- Born: Albert Mario Karaziwan 1958 Aleppo, Syria
- Citizenship: Belgium Syria Comoros
- Occupation: CEO
- Years active: 1992 - Present
- Known for: Semlex Group
- Website: https://albertkaraziwan.wordpress.com/english/

= Albert Karaziwan =

Belgian businessperson

Albert Karaziwan (born 1958) is a Syrian-Belgian businessman who owns and operates Semlex Group, a Belgian identification document and device production company notable for supplying over a dozen African nations with passports or other ID documents.

== Background ==
Albert Karaziwan was born in 1958 in Aleppo, Syria and is one of eight children. In 1980, he moved to Belgium to study. He began his career in the diamond business in Antwerp, and made his fortune by assisting a Finnish businessman to invest in Brussels real estate.
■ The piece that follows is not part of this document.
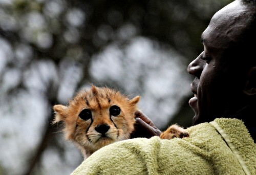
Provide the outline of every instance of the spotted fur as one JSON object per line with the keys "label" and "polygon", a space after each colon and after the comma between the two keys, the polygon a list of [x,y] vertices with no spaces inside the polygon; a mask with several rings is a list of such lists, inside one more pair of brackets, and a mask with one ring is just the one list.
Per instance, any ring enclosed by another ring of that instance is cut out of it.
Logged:
{"label": "spotted fur", "polygon": [[[66,139],[74,142],[86,158],[104,146],[129,138],[134,129],[134,113],[139,99],[136,96],[130,100],[119,92],[93,85],[79,92],[68,106],[54,105],[53,123],[64,122]],[[110,114],[113,106],[120,108],[118,116]],[[84,109],[91,112],[88,120],[79,117]]]}
{"label": "spotted fur", "polygon": [[[55,105],[53,123],[64,122],[66,139],[75,143],[86,159],[105,145],[130,138],[139,99],[136,96],[130,100],[118,91],[93,85],[79,92],[68,105]],[[120,114],[114,110],[115,115],[111,115],[113,106],[120,109]],[[188,136],[185,129],[174,124],[163,132],[160,138]]]}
In 1992, he founded Semlex Group in Brussels, and opened a branch in Dublin, Ireland in 1998.

From the early 2000s, Semlex Group won contracts to make biometric documents for governments around the world, including the United Nations, European Union, and international police agencies.

Semlex and Karaziwan have been accused of corruption in issuing IDs, gaining contracts through political connections and charging excessive amounts for production of each document to pay off officials.